On Wed, Feb 25, 2015 , meekerdb <[email protected]> wrote:

>> Bell's theorem, as Bell made clear, allows realism and locality if the
>> laws of physics operate in a time symmetric manner. All the known laws of
>> physics do, apart from the mechanism underlying neutral kaon decay. Hence
>> it is likely that Bell's theorem doesn't require quantum mystical nonlocal
>> nonreal gobbledegook, it just means accepting something we already strongly
>> suspect to be true (with one minor exception).
>>
>
> > That was Vic Stenger's solution to the interpretation of QM, the
> realized outcome was determined by retro-causality from the future.


As I said, the violation of Bell's inequality tells us that at least one of
the following must be untrue, realism, locality or determinism.

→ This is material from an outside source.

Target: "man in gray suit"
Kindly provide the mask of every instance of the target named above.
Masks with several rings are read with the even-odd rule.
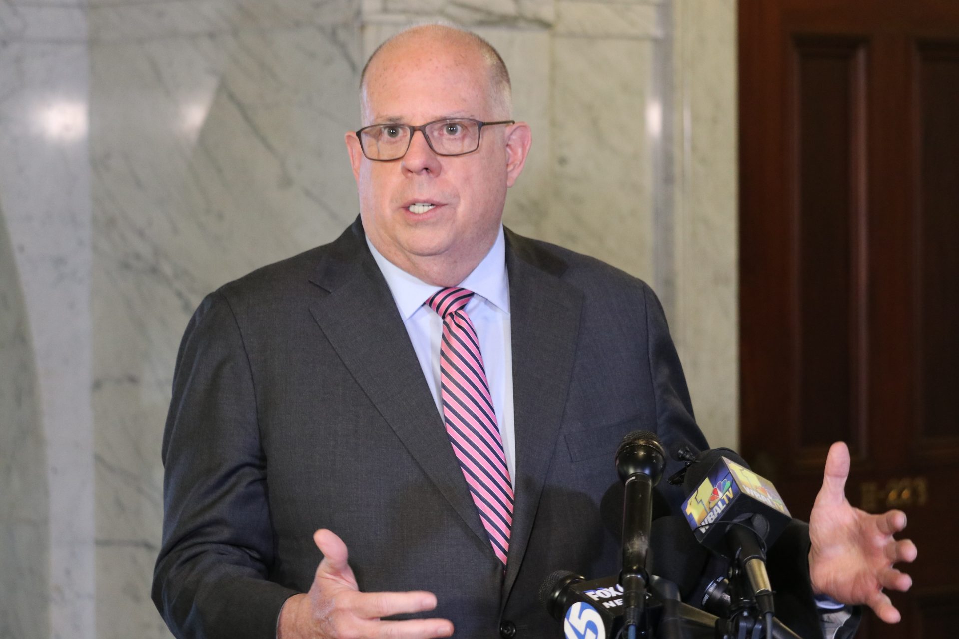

Retro-causality would be consistent with observation because it is not
local. Everett's Many Worlds is deterministic but it is also consistent
with observation because other universes are about as non-local as you can
get, and it's not realistic either. Realism says that before you open the
box Schrodinger's cat is in one and only one state (either dead or alive
but not both) you just don't know which one, but Everett says the cat was
in both states. So we know for sure that Einstein's idea that thing are
realistic local and deterministic can't be correct, but Everett could be
right. Retro-causality might be true too although Everett doesn't need it.